Google is delaying the reopening plan for its U.S. offices, saying it’ll now remain closed until at least Sept. 7 amid reports that coronavirus (COVID-19) cases are surging in the U.S. west and south, including its home state of California, according to a Bloomberg report.

“While conditions do vary from state to state, we need to see that the U.S. outlook as a whole is stable before we move forward,” Chris Rackow, vice president of global security, wrote in a memo that Bloomberg said it obtained. “As the recent resurgence of cases demonstrates, COVID-19 is still very much alive in our communities.”

Dr.

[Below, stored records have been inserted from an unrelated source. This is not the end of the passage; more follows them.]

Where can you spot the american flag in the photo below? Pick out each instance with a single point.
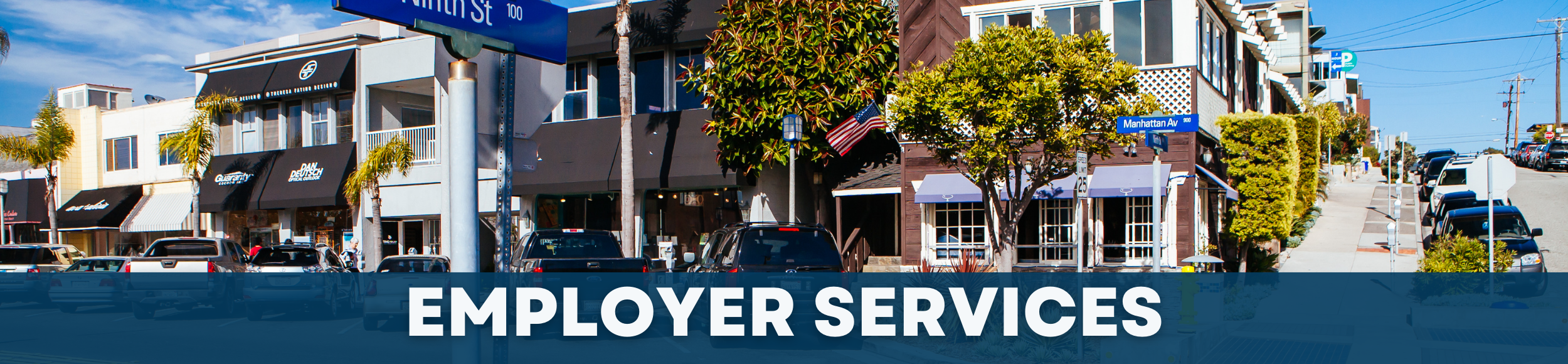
(854, 131)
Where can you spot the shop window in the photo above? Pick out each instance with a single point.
(346, 118)
(320, 123)
(648, 83)
(121, 153)
(576, 101)
(167, 158)
(958, 230)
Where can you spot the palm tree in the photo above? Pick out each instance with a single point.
(193, 146)
(380, 162)
(51, 143)
(5, 45)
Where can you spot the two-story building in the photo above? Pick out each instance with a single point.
(1197, 57)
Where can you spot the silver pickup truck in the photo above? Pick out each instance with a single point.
(196, 270)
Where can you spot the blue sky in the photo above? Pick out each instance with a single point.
(1443, 96)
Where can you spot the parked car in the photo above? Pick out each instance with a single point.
(1510, 228)
(299, 277)
(1553, 156)
(386, 287)
(186, 255)
(24, 269)
(775, 255)
(1431, 173)
(93, 281)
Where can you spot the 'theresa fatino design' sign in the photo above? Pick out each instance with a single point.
(308, 171)
(233, 178)
(98, 206)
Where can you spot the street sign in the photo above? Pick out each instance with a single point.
(1503, 174)
(1156, 142)
(534, 27)
(1343, 60)
(1165, 124)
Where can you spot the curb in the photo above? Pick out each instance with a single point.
(907, 353)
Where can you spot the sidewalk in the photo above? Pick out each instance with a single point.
(1352, 233)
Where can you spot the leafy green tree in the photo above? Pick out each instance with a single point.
(1015, 105)
(397, 156)
(1263, 161)
(819, 58)
(49, 146)
(193, 145)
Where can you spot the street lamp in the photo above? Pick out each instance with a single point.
(792, 137)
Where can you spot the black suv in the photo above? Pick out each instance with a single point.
(769, 247)
(1554, 158)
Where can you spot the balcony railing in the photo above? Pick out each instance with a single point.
(422, 139)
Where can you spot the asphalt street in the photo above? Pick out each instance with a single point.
(105, 333)
(1544, 198)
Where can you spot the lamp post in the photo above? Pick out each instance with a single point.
(792, 137)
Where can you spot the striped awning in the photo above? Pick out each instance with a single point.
(165, 211)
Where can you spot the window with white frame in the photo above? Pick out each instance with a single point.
(1056, 236)
(958, 230)
(1140, 32)
(121, 153)
(657, 85)
(167, 158)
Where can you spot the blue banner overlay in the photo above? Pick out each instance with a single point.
(783, 318)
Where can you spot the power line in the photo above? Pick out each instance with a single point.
(1457, 71)
(1453, 43)
(1431, 24)
(1444, 7)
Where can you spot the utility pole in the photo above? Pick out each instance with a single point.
(1557, 123)
(1517, 92)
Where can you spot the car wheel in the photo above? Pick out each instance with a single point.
(372, 322)
(142, 311)
(255, 313)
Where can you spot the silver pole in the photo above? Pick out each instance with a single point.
(791, 183)
(1155, 201)
(462, 168)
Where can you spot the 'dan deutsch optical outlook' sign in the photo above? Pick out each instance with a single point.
(534, 27)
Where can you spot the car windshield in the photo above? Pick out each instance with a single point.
(287, 256)
(183, 250)
(575, 245)
(19, 255)
(1453, 178)
(778, 247)
(413, 265)
(1509, 227)
(96, 265)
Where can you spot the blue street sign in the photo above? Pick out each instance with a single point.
(534, 27)
(1156, 142)
(1165, 124)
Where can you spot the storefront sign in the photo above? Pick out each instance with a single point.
(233, 178)
(535, 29)
(96, 206)
(308, 171)
(1165, 124)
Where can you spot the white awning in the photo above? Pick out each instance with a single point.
(167, 211)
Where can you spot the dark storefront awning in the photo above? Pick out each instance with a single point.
(24, 205)
(270, 80)
(1230, 192)
(957, 189)
(99, 209)
(1125, 181)
(308, 176)
(234, 183)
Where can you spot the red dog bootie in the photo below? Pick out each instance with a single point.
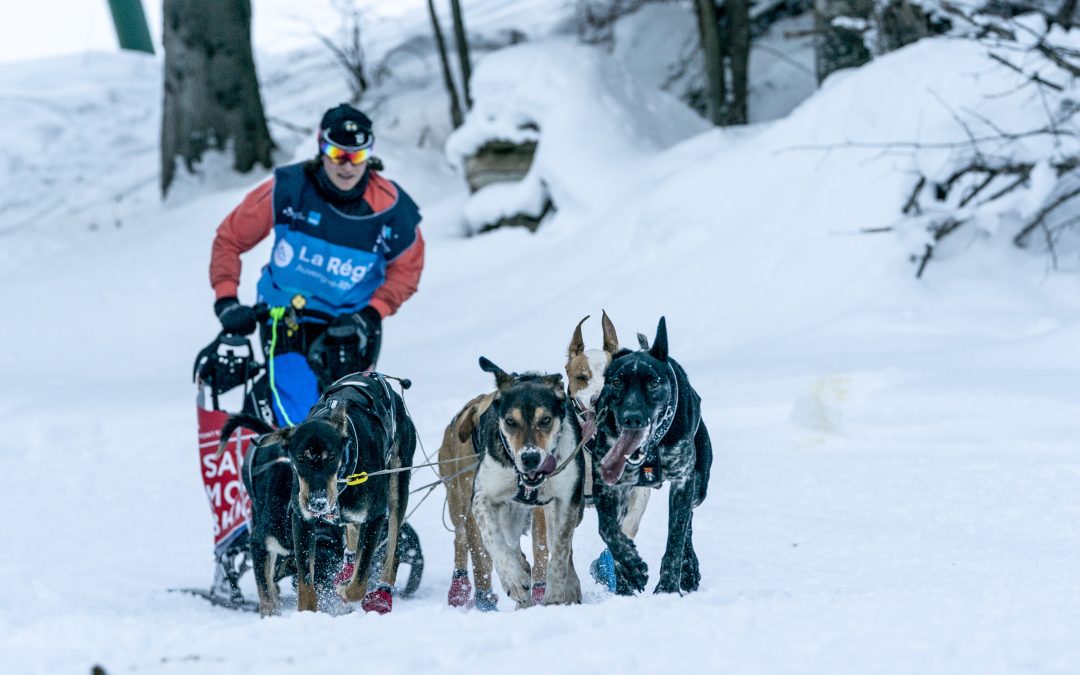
(380, 599)
(538, 590)
(460, 589)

Anthony Fauci, the United States’ top infectious disease expert, told U.S. senators yesterday that the country is “going in the wrong direction,” and that some regions are putting the entire country at risk. The U.S. is reporting approximately 40,000 new cases per day, and Fauci said he “would not be surprised if we go up to 100,000 a day if this does not turn around.” California reported 8,610 new coronavirus cases today, a record number for the second consecutive day. The virus’ spread has prompted California and other states to reverse course after relaxing their coronavirus lockdown restrictions.

“For all of you that are working from home, please continue to do so unless you are told otherwise by your manager,” Rackow said in the latest Google memo, according to Bloomberg. “We don’t expect this guidance to change until Monday, September 7 (Labor Day) at the earliest.”

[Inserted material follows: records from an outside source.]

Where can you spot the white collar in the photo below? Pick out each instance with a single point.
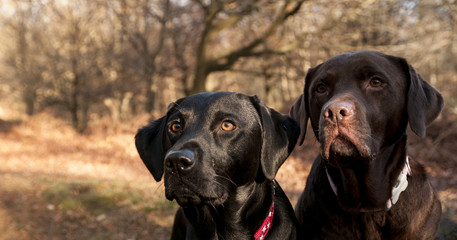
(400, 185)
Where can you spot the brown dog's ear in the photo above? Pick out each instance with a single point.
(424, 102)
(279, 136)
(149, 144)
(300, 114)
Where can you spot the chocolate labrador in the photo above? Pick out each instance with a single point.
(219, 154)
(363, 185)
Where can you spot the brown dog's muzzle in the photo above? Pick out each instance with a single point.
(338, 113)
(343, 130)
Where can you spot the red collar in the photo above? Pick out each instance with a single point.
(267, 223)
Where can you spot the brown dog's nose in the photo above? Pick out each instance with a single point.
(338, 112)
(180, 161)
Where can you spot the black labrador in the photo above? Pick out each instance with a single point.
(219, 153)
(363, 185)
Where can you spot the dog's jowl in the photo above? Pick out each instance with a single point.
(218, 154)
(364, 185)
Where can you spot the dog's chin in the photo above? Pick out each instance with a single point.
(186, 197)
(342, 148)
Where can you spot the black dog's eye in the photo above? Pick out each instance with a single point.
(376, 82)
(321, 88)
(228, 126)
(176, 127)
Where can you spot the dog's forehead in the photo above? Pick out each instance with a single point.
(359, 62)
(218, 102)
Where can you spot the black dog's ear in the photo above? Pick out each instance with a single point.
(149, 144)
(424, 102)
(279, 136)
(300, 114)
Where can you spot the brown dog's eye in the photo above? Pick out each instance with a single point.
(321, 88)
(176, 127)
(228, 126)
(376, 82)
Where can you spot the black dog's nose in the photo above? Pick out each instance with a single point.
(179, 161)
(337, 112)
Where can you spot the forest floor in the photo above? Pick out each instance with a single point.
(57, 184)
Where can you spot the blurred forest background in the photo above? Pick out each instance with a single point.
(77, 78)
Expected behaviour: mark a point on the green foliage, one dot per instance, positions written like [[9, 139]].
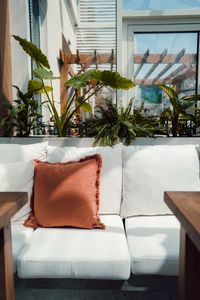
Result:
[[113, 80], [91, 82], [178, 108], [111, 125], [23, 115]]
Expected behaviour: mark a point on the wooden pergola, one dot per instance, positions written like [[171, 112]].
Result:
[[186, 68], [84, 60]]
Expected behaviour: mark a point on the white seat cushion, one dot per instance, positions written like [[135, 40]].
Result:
[[77, 253], [18, 177], [153, 244], [148, 171], [20, 236], [111, 174]]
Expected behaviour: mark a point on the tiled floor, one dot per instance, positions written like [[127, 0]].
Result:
[[136, 288]]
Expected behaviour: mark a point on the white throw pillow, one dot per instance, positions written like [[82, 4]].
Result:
[[10, 153], [17, 177], [148, 171], [111, 175]]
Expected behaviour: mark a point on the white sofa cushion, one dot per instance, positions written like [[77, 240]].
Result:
[[111, 174], [17, 177], [148, 171], [77, 253], [20, 236], [153, 244], [10, 153]]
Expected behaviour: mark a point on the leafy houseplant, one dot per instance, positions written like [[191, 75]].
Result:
[[111, 125], [178, 108], [89, 82], [23, 115]]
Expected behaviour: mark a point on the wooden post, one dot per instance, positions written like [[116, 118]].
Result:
[[5, 57]]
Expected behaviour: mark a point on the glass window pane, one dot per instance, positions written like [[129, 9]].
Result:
[[160, 4], [163, 58]]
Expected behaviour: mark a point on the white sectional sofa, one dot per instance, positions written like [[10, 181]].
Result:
[[141, 235]]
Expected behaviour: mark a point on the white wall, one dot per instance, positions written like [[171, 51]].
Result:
[[19, 25]]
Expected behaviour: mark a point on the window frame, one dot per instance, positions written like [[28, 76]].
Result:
[[149, 21]]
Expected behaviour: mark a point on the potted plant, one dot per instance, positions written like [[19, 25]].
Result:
[[178, 108], [23, 116], [111, 125]]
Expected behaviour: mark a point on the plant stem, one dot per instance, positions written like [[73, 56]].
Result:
[[96, 91]]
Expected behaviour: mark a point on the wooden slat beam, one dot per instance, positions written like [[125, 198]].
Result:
[[173, 80], [187, 59], [175, 72]]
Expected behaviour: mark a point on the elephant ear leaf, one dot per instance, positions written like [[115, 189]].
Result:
[[84, 106], [33, 51], [37, 87], [81, 80], [169, 91], [113, 80]]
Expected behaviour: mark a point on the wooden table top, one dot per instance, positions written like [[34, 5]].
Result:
[[186, 207], [10, 203]]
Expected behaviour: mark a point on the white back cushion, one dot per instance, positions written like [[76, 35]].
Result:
[[111, 175], [17, 177], [10, 153], [148, 171]]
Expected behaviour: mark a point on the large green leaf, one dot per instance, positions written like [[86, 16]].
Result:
[[33, 51], [84, 106], [81, 80], [42, 73], [113, 80], [37, 87], [169, 91], [191, 98]]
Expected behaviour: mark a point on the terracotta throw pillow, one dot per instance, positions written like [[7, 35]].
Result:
[[66, 194]]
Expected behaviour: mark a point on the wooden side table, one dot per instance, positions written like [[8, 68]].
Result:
[[10, 203], [186, 207]]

A Google spokesperson confirmed the Bloomberg report.

Google was among the first major U.S. companies to advise its North American employees to start working from home in early March – if their roles allowed -- to help prevent the coronavirus’ spread. The tech giant previously had given employees in Google’s San Francisco Bay Area and New York City offices the option to work remotely on a voluntary basis.

The changing nature of the pandemic has forced the company to push back its reopening dates.

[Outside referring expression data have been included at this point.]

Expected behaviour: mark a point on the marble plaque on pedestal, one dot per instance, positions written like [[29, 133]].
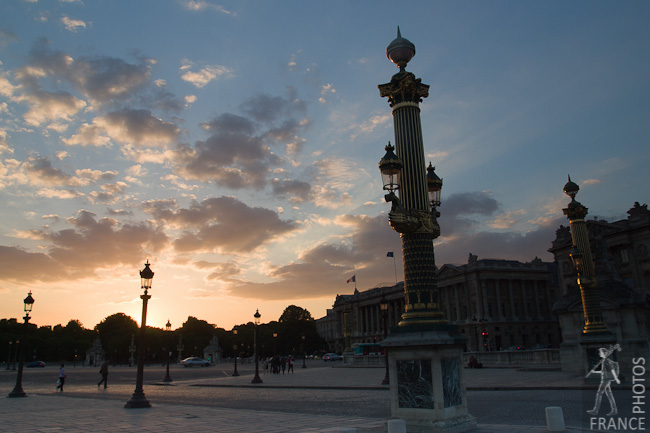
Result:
[[415, 384], [451, 391]]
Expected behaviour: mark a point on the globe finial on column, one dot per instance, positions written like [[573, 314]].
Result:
[[400, 51]]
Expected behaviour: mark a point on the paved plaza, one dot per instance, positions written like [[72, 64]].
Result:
[[84, 409]]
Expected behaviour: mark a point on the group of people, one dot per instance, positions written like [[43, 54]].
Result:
[[278, 363], [103, 370]]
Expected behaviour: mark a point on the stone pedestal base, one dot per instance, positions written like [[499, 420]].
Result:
[[427, 383]]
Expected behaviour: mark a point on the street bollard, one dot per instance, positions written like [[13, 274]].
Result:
[[396, 426], [554, 419]]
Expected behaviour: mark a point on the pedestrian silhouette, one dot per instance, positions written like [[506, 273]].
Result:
[[61, 381], [103, 370], [608, 373]]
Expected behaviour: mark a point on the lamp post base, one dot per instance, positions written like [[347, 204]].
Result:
[[17, 392], [138, 401], [257, 379]]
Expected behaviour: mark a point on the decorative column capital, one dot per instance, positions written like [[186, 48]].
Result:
[[575, 211], [404, 87]]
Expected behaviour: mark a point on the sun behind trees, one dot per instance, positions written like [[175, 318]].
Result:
[[69, 343]]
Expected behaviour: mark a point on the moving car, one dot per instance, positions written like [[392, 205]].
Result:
[[332, 357], [195, 360]]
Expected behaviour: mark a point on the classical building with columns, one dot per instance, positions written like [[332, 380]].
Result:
[[495, 303]]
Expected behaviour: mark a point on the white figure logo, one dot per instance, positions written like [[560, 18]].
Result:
[[608, 373]]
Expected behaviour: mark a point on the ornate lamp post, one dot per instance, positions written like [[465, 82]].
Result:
[[9, 356], [383, 306], [234, 346], [180, 347], [257, 378], [168, 329], [275, 338], [581, 257], [18, 389], [138, 399], [13, 365], [423, 340]]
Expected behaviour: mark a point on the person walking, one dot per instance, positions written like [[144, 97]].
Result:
[[61, 380], [103, 370], [608, 373]]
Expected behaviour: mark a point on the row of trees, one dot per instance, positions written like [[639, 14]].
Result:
[[293, 333]]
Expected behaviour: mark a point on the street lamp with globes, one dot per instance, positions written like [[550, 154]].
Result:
[[138, 399], [168, 328], [234, 346], [18, 389], [383, 306], [257, 378]]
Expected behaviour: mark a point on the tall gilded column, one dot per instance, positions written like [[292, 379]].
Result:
[[584, 263], [411, 215], [425, 353]]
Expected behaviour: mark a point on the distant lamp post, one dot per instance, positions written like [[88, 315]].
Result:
[[383, 307], [257, 378], [434, 188], [582, 260], [168, 329], [275, 338], [235, 347], [478, 324], [18, 389], [138, 399], [16, 344], [9, 356], [180, 347]]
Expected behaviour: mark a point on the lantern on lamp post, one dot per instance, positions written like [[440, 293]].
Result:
[[581, 256], [138, 399], [18, 389], [235, 347], [168, 329], [383, 307], [257, 378]]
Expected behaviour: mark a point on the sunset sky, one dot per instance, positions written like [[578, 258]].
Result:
[[234, 144]]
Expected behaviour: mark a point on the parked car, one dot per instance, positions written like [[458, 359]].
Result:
[[516, 348], [332, 357], [195, 360]]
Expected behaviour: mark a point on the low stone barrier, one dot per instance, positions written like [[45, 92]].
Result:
[[515, 357]]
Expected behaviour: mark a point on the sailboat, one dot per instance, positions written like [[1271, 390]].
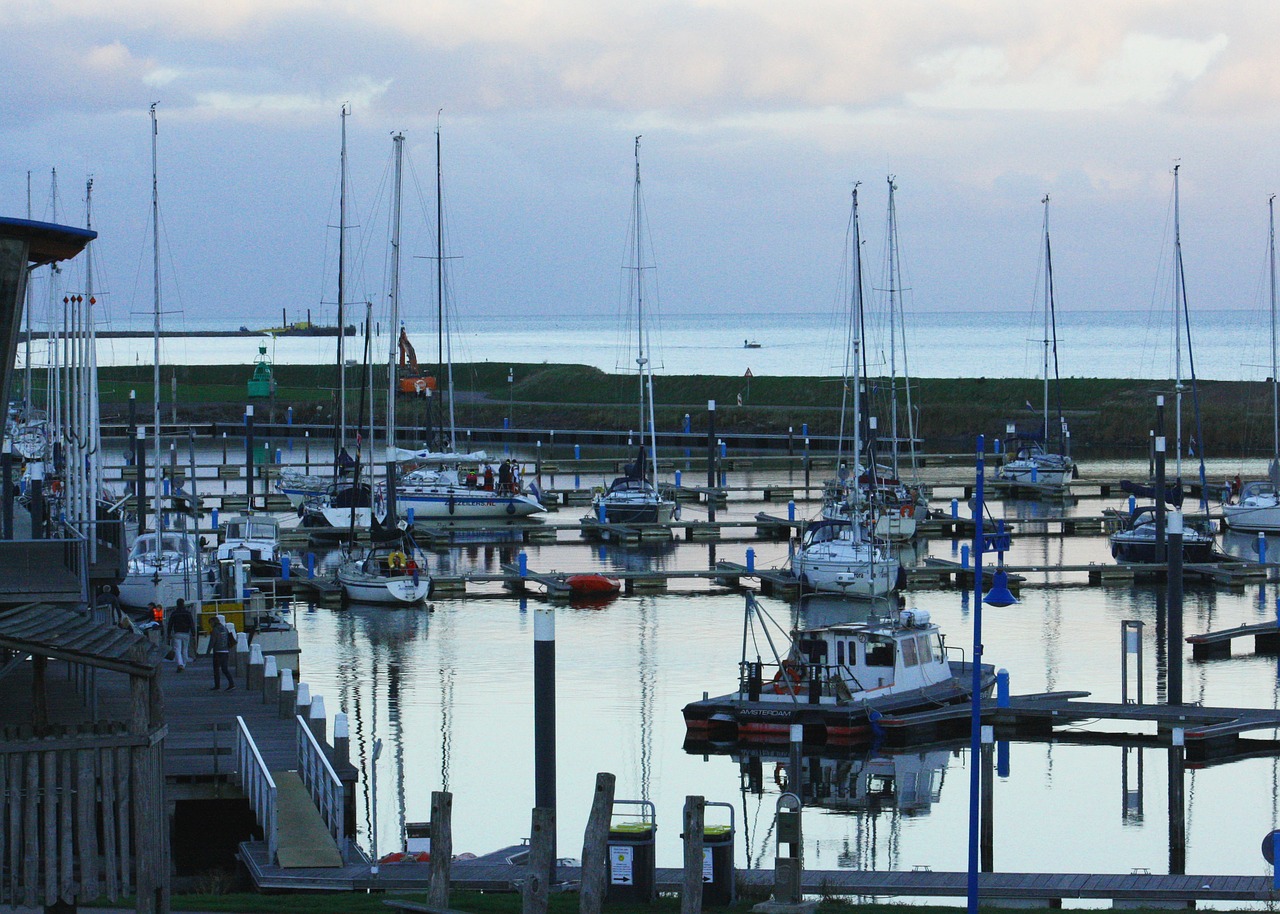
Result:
[[1139, 540], [1258, 507], [164, 565], [435, 487], [897, 505], [394, 571], [839, 553], [1033, 464], [344, 505], [632, 498]]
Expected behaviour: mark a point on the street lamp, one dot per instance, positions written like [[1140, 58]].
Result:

In early May, Google had said that workers who needed to return to the office likely could start in June or July, but it expected the majority of its employees would continue to work remotely through 2020. By late May, Sundar Pichai, CEO of Google and parent company Alphabet, informed employees that Google hoped to start reopening more of its buildings beginning July 6 for Googlers looking to return to in-office work. Offices would begin reopening in unspecified cities “assuming external conditions allow,” he said at the time, presumably referencing the pandemic and state and local restrictions that forced many businesses to close and employees to work remotely from home.

Google has said it would take a gradual and phased approach to reopening its offices, “taking both team and individual needs and preferences into account.” Under the plans disclosed in late May, Google said employees who needed to return to office work – or, depending on capacity, those who wanted to return -- would be able to return on a limited, rotating basis. That could mean employees working one day in the office every couple of weeks, so Google’s buildings were about 10 percent occupied, Pichai said at the time. Google plans to implement health and safety measures to ensure adherence to social distancing and sanitization guidelines.

Pichai had acknowledged there was a limited number of Googlers whose roles required them to be back in their offices this calendar year. Returning would be voluntary for all other workers, whom Pichai encouraged to continue working from home if they could. Google also said it would give each worker the equivalent of $1,000 for equipment and office furniture.

Google had hoped to further scale the rotation of workers around September to build up to 30 percent office capacities over time, which would have allowed most employees who wanted to return to the office to do so on a limited basis, while prioritizing those who need to return.